Sherwin shuddered. “Are you saying you actually contemplated killing them?”

Cress looked at him. “What, just because I’m calm on the outside I never get angry? Never feel threatened enough to kill? I do. I have. I always envied how Enya could turn away from what she could do and not get drawn in by any of the ‘cool’ parts of what we could do. That was never cowardice, turning away from our kind of power. That was the kind of strength I never had. I keep wondering if half the reason I became what I was when that mirror broke was because of what that man said to me about water. I know a lot of the reason why I made sure I had control and tried more and more things with it was because I never wanted to be where he had me. That was cowardice. I was so afraid that I turned myself into a monster. On purpose.”

“Cress—”

“I convinced myself you were safer far from us, and I didn’t… I thought I was right. You convinced yourself I was, in the end, to get through it, but you weren’t the monster, Enya. I was. Occie told me I needed to be the one to go, and when she did… I finally understood what I’d asked of you, what I’d done to you, and it wasn’t right. Nothing I’ve ever done was right—”
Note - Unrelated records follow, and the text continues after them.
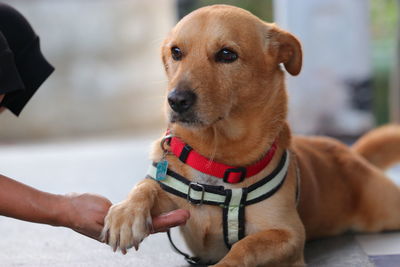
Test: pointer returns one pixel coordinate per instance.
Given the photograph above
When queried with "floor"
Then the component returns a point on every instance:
(111, 168)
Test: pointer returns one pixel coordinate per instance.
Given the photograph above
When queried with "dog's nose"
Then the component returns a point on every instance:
(181, 100)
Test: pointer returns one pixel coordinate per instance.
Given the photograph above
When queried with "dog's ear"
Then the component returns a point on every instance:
(288, 49)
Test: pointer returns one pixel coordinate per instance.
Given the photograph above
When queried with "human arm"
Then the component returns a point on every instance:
(83, 213)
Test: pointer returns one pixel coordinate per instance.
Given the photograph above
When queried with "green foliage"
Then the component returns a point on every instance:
(384, 23)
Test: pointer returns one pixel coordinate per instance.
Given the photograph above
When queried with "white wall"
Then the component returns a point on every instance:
(336, 47)
(109, 76)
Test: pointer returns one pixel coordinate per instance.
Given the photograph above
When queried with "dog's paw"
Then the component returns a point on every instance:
(126, 225)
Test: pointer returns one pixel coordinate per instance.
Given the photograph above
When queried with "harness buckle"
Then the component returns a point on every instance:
(192, 186)
(239, 174)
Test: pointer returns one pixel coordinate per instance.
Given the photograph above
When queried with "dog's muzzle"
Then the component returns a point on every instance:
(181, 100)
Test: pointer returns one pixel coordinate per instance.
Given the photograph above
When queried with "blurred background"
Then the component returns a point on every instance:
(109, 78)
(90, 126)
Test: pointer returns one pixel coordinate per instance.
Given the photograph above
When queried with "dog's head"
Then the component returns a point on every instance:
(221, 60)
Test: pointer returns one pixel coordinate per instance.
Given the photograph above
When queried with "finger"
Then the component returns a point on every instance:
(171, 219)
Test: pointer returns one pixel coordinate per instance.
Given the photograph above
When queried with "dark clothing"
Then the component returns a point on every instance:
(23, 67)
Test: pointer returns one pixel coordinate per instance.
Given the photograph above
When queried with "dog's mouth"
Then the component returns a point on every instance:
(186, 119)
(191, 120)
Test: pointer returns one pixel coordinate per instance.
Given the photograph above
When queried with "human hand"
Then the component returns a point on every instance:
(84, 213)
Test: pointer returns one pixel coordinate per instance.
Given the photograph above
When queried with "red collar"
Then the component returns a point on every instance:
(229, 174)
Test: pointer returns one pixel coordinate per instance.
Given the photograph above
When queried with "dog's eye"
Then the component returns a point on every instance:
(176, 53)
(226, 56)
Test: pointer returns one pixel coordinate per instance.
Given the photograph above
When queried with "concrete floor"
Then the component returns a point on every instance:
(110, 168)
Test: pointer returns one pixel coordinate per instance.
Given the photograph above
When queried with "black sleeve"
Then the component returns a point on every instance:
(10, 80)
(24, 50)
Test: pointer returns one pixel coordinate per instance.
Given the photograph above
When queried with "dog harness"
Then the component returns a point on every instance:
(232, 201)
(229, 174)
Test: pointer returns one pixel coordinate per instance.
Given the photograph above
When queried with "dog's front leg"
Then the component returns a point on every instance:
(129, 222)
(274, 247)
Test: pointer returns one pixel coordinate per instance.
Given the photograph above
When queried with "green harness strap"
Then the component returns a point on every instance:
(232, 201)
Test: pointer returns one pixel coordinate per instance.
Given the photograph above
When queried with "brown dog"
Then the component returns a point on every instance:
(227, 100)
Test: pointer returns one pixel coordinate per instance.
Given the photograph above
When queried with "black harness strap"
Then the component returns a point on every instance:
(233, 207)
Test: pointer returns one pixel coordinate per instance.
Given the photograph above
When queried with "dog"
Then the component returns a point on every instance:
(227, 106)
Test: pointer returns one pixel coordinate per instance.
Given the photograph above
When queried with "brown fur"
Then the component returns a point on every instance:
(241, 109)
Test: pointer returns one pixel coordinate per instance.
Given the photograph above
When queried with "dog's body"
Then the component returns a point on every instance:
(226, 61)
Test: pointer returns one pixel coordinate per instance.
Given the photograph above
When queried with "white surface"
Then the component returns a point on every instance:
(109, 168)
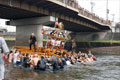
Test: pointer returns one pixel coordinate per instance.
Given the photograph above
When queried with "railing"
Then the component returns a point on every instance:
(82, 11)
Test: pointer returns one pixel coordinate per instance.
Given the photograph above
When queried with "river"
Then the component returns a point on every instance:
(107, 67)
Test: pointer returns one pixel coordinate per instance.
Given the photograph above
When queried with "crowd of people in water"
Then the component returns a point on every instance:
(39, 62)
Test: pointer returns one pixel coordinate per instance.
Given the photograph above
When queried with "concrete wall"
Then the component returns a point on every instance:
(92, 36)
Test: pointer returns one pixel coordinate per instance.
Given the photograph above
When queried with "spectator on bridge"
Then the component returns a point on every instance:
(33, 41)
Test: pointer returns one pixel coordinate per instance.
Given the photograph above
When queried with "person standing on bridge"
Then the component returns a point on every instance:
(3, 53)
(33, 41)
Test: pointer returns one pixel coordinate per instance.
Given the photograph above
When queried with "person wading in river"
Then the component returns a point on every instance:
(33, 41)
(3, 49)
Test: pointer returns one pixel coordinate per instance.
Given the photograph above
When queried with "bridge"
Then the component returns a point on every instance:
(30, 16)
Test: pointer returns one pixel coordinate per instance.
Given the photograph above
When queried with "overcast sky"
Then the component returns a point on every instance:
(100, 7)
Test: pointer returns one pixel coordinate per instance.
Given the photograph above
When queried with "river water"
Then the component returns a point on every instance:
(107, 67)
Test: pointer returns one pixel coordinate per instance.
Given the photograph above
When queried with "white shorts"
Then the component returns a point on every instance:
(2, 70)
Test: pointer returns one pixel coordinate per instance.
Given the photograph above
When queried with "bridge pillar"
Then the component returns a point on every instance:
(25, 27)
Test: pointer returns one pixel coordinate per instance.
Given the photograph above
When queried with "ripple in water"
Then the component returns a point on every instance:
(105, 68)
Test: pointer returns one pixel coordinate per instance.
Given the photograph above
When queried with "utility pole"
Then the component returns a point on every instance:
(92, 6)
(113, 15)
(119, 10)
(107, 10)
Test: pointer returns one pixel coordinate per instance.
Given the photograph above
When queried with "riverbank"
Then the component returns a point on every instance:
(115, 50)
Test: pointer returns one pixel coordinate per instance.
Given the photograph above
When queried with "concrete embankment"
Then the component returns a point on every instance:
(115, 50)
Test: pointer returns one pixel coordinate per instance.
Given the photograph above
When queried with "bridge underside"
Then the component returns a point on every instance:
(21, 9)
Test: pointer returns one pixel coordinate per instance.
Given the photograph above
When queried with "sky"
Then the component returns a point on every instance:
(100, 8)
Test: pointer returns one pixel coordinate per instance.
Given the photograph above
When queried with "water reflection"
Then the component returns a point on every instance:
(105, 68)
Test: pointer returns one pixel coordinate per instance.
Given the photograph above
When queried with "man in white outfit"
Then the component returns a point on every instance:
(4, 47)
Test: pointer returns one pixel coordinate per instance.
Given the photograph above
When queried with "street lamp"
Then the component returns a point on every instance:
(92, 5)
(107, 10)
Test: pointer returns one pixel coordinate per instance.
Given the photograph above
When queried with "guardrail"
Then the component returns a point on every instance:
(84, 12)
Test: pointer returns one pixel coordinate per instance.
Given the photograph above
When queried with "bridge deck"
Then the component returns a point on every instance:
(19, 9)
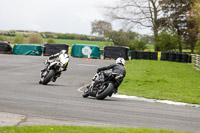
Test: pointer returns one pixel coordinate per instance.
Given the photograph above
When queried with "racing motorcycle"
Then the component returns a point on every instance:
(53, 70)
(102, 86)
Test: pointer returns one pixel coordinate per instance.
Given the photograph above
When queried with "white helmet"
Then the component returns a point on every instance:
(120, 61)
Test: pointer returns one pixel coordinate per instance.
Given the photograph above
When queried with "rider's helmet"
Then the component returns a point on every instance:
(120, 60)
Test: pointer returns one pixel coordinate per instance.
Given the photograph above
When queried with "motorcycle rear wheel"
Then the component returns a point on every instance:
(106, 92)
(47, 79)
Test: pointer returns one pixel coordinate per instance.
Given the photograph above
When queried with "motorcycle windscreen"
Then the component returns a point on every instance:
(63, 58)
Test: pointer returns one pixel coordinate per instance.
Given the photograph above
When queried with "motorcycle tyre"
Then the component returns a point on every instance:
(47, 79)
(106, 92)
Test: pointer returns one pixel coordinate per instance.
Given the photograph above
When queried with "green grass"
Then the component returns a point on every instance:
(162, 80)
(76, 129)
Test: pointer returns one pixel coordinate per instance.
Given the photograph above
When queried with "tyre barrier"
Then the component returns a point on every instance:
(144, 55)
(85, 51)
(176, 57)
(115, 52)
(22, 49)
(52, 48)
(5, 48)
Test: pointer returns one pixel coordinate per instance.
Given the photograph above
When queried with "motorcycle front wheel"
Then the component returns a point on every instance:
(102, 94)
(47, 79)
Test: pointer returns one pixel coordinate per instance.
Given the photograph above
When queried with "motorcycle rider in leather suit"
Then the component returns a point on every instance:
(117, 67)
(52, 57)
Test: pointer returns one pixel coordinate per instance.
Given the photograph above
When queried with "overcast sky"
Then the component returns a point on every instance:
(64, 16)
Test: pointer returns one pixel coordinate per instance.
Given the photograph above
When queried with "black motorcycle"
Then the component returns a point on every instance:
(102, 86)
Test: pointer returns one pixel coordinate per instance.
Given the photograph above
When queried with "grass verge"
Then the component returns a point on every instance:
(162, 80)
(77, 129)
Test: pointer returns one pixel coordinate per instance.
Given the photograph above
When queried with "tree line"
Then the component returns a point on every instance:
(175, 23)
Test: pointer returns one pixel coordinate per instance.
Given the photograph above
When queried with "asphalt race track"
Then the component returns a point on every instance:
(20, 93)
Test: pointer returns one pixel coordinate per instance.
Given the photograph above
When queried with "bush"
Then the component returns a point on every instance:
(51, 40)
(35, 39)
(137, 45)
(3, 38)
(19, 39)
(167, 41)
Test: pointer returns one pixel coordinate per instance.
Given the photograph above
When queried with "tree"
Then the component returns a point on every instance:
(3, 38)
(35, 39)
(175, 16)
(196, 13)
(137, 45)
(191, 33)
(19, 39)
(167, 41)
(51, 40)
(120, 38)
(145, 13)
(102, 28)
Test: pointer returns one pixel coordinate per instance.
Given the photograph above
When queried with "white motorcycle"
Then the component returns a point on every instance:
(54, 69)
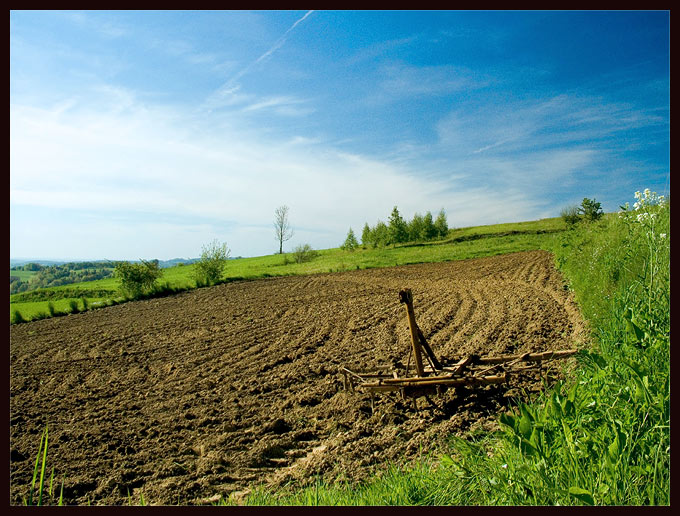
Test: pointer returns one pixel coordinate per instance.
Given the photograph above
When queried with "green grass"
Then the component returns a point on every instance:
(23, 275)
(460, 244)
(600, 438)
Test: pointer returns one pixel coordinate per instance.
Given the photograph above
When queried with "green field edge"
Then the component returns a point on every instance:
(460, 244)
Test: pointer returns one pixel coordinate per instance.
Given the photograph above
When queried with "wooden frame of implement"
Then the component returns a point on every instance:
(435, 377)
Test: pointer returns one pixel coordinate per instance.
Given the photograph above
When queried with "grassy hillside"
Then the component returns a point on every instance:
(459, 245)
(600, 438)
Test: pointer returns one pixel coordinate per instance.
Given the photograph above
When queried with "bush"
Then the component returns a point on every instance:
(590, 209)
(213, 260)
(351, 242)
(570, 215)
(304, 253)
(137, 279)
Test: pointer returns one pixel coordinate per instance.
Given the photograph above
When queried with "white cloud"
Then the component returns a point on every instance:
(142, 164)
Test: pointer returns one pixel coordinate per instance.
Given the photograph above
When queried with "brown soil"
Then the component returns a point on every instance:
(206, 393)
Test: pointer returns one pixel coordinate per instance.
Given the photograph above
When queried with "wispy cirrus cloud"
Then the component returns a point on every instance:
(276, 46)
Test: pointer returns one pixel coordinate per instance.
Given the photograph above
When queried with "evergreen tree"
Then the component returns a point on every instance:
(366, 235)
(398, 228)
(429, 231)
(381, 234)
(441, 225)
(415, 228)
(350, 243)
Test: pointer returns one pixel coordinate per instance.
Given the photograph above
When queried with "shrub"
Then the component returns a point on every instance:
(351, 242)
(571, 215)
(211, 264)
(590, 209)
(440, 224)
(304, 253)
(137, 279)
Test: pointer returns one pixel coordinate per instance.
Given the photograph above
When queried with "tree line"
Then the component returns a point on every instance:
(397, 230)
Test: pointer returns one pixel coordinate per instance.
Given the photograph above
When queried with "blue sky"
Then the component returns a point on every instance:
(150, 134)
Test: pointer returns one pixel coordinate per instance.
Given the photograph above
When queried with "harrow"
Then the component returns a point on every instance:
(434, 377)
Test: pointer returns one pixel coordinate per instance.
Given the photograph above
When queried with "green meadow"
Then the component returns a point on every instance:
(460, 244)
(600, 437)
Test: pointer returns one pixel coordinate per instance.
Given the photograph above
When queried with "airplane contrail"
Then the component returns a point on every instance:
(279, 43)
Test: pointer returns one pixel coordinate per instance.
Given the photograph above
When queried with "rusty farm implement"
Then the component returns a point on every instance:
(431, 376)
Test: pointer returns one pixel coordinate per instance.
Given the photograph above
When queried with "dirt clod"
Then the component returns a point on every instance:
(201, 395)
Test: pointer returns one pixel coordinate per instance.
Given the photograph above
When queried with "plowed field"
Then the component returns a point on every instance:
(210, 391)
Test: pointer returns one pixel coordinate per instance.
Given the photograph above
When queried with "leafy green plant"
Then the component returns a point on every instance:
(208, 270)
(304, 253)
(571, 215)
(590, 209)
(350, 243)
(137, 279)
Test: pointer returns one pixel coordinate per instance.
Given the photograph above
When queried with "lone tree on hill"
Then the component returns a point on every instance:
(282, 226)
(351, 242)
(398, 227)
(440, 224)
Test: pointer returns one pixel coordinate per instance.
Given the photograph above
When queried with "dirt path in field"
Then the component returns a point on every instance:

“No.” Enya shook her head. “I didn’t have to break a mirror in more than twelve years. I missed everyone, but I didn’t have to live in fear of hurting any of you.”

“Is that really worth what you went through? You didn’t want to go, and some of them hated you for something that wasn’t your idea in the first place, and it wasn’t enough of a protection. The agency or whatever they are went after you because of me.”

She crossed over to him. “You gave me a life. I doubt that was in your parents’ plans, and I know you never got what you wanted. What happened to all your plans with Hannah? I know she wasn’t right for you, but you wanted something a whole lot simpler than this, didn’t you?”

He let out a breath. “There were things my parents said about the rogues that had me worried. I didn’t figure there were too many to deal with, and before the agency got involved, I… It looked like it was just about finished. It had already taken a lot longer than I thought it would, but the only people who could stop the rogues were people like us. Of course, if I had known the truth and not what my parents fed me, if I’d known that we were all being manipulated…”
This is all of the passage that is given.